Tonight, let’s talk about celebrations, both from literary and literal perspectives. Because this month marks 10 years of running this blog, I’ll start with ways I’m celebrating in real life, then move into how celebrations can flavor world building.
I’m celebrating this blog this month by writing an entry every month, using topics provided by people I asked on Twitter and Facebook. How do I celebrate 10 years of maintaining this open journal which chronicles my thoughts and feelings on the road to becoming an author? By giving myself more work!
“Brian, you’ve done such a good job that I’m going to make you write an essay every night for 31 days. Yes, you have to.”
It is a way I celebrate, though. I enjoy this. Writing both thrills and calms me, even when the writing is this sort of free and direct speech into a blog. I prefer writing fiction and crafting interesting narratives, but blogging has its charms.
Last weekend, at Baycon 2023, the entire convention felt like a celebration of getting The Repossessed Ghost out into the world. The official release is still a few days away, but people at the convention were able to get the book ahead of everyone else, even those that pre-ordered. There were so many people at the convention that I’ve known over the years that have genuinely supported me and my writing, and most of them bought my book and had me sign it. I defaced their books with my signature and sincere appreciation. Also, complete strangers bought my book and also had me sign it. The whole weekend felt like an out of body experience, where this guy that looks and talks like me was having the time of his life. Baycon 2023 helped me celebrate the release of my book, and it was hard to come back to the “real world” after that.
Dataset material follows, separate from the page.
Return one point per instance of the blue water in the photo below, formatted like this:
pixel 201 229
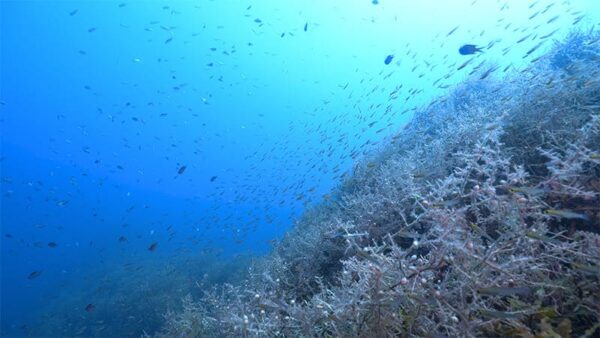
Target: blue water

Celebrations are a part of our culture, both in society and in our family groups. Christmas from family to family looks different. So does Thanksgiving, and Halloween, and the various Hallmark-invented holidays that American culture both celebrates and endures. My family (as in me, Melissa, Bryanna, and Christopher) tends to have more subdued holiday celebrations.
We’re just now on the other side of the celebration of the 4th of July. My family used to go to the mall near Sunrise, where we’d sit on the grass and watch the fireworks show. Sometimes we’d buy fireworks to light up at home, but most years we left the pyrotechnics for others. This year, the kids were off on their own, celebrating in their own ways, while Melissa and I turned on the sprinklers and hoped our pyromaniac neighbors would fail in their efforts to burn down our home. We kept thinking of Melissa’s Dad, that served several tours in Vietnam, and how the loud fireworks were terrible for him.
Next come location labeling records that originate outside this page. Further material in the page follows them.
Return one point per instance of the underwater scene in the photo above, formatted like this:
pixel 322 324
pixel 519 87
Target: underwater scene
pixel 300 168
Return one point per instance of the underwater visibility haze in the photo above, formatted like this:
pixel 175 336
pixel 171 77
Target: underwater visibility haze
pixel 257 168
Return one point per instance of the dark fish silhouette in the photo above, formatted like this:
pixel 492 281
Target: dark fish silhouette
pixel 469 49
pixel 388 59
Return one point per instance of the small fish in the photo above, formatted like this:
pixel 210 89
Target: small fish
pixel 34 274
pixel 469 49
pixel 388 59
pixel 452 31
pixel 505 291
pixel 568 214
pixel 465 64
Our real-world experiences of celebrations can inform our writing, and can make our worlds and our characters more realistic and relatable.
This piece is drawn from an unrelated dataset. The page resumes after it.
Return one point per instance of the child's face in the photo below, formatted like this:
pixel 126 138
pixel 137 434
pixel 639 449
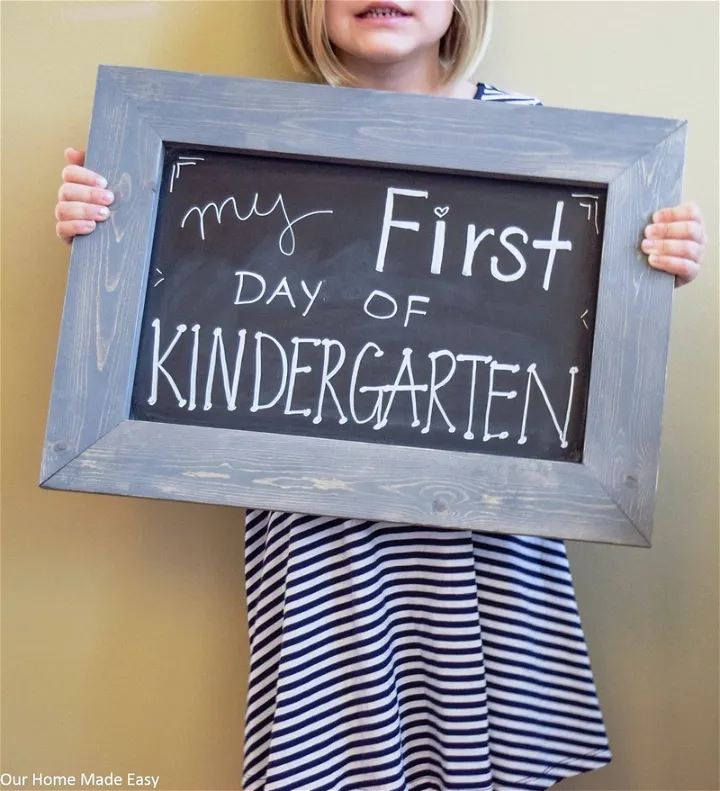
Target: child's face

Let’s start with world building. Societies share celebrations. If you’re fictional society doesn’t have regular celebrations or rituals, you’re missing out. With more fantastical settings, the changing of the seasons often have significance, whether its as mundane as a marking of when farming can happen, or whether its something supernatural, such as Death Magic works best in Winter. How did your fictional society rise up? Is there a battle that they commemorate, perhaps by setting fire to an effigy of the dead god that forsook them?
I’ve talked in the past about world building, and how I think authors can get distracted by it and do way more than they need to. When dealing with the setting, you could do worse than having some kind of culturally significant celebration take place when things are happening in your story. Diehard did this and changed what it means to be a Christmas movie. In the cyberpunk novel I’m working on, the company my protagonist works for will definitely have some kind of celebration over the destruction of one of the rival companies, to promote brand loyalty and encourage the workers to stay the course.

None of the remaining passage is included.